Dirinya juga mengungkapkan, ketidakmampuan membaca akan berdampak besar secara akademis maupun sosial-emosional anak-anak. Ia pun menegaskan, pentingnya negara hadir memastikan setiap anak bangsa mendapat kesempatan belajar berkualitas.

"Setiap anak yang belum bisa membaca menyimpan potensi luar biasa yang tak boleh kita abaikan. Mereka harus dibantu agar potensi itu berkembang," ungkap Puan.

Ia juga menyoroti lemahnya deteksi dini terhadap hambatan belajar dan kurangnya dukungan dari lingkungan keluarga maupun sekolah.

"Mengatasi persoalan ini bukan hanya tanggung jawab guru, tetapi seluruh pihak, termasuk orang tua," ujar Puan.

Skor PISA Rendah, Alarm bagi Pemerintah

Ketua DPR RI Dr. (H.C) Puan Maharani. Foto : Dok/Andri

Temuan di Buleleng menambah daftar panjang lemahnya kompetensi siswa Indonesia. Sebelumnya, juga banyak beredar video siswa SMP dan SMA yang tidak mampu melakukan perhitungan dasar. Hal ini sejalan dengan rendahnya skor literasi Indonesia dalam penilaian PISA.

PISA atau Program for International Student Assessment (PISA) di tahun 2022, mencatat skor literasi membaca Indonesia hanya 359, jauh di bawah rata-rata OECD sebesar 476. Dalam lingkup ASEAN, Indonesia tertinggal dari Singapura, Vietnam, Brunei, Malaysia, dan Thailand.

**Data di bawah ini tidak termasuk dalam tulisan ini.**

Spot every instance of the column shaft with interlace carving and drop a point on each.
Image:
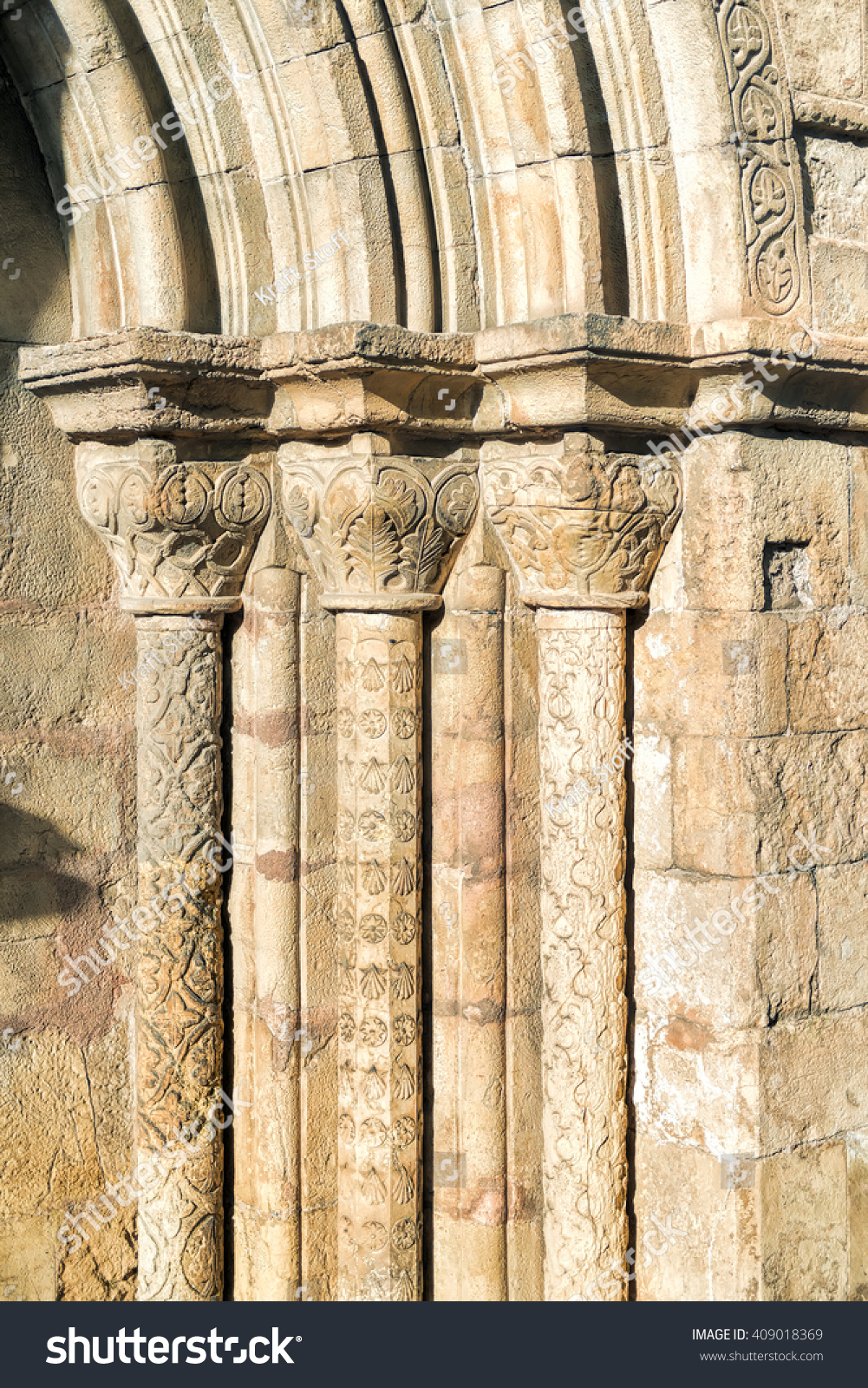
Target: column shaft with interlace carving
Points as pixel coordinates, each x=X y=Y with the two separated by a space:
x=379 y=923
x=583 y=948
x=584 y=529
x=180 y=961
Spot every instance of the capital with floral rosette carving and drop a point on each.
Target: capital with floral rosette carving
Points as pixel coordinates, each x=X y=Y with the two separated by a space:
x=180 y=534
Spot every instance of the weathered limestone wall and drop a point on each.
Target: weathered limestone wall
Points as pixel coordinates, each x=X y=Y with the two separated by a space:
x=574 y=249
x=67 y=814
x=750 y=726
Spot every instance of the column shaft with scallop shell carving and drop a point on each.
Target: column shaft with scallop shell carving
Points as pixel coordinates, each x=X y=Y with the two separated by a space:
x=379 y=911
x=584 y=951
x=382 y=532
x=180 y=962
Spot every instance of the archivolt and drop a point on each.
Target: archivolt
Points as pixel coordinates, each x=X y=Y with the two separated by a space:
x=463 y=205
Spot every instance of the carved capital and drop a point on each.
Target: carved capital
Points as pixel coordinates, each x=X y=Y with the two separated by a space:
x=584 y=529
x=380 y=529
x=180 y=534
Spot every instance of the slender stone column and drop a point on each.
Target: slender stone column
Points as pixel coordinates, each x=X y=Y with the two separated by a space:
x=271 y=1038
x=469 y=943
x=379 y=725
x=382 y=532
x=583 y=948
x=585 y=531
x=182 y=536
x=179 y=990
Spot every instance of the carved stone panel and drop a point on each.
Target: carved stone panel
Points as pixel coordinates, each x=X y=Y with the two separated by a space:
x=584 y=951
x=178 y=532
x=771 y=200
x=379 y=925
x=180 y=965
x=382 y=524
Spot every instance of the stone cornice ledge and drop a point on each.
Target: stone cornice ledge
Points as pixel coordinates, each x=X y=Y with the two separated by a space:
x=578 y=371
x=150 y=382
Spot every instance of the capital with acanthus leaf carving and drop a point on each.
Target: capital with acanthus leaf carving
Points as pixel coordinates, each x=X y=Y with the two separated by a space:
x=380 y=529
x=180 y=534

Puan menyebut rendahnya skor ini sebagai alarm bagi pemerintah untuk melakukan evaluasi menyeluruh terhadap sistem pendidikan nasional.

"Ketika anak-anak lebih mahir menggunakan media sosial daripada memahami isi buku, itu pertanda kita harus meninjau kembali arah kebijakan pendidikan secara menyeluruh," sebutnya.

Puan mendorong Kementerian Pendidikan Dasar dan Menengah memperkuat program literasi, pelatihan guru yang berpihak pada siswa, serta meningkatkan keterlibatan orang tua dalam pendidikan. Menurutnya, perlu terobosan nyata demi meningkatkan literasi siswa-siswi Indonesia.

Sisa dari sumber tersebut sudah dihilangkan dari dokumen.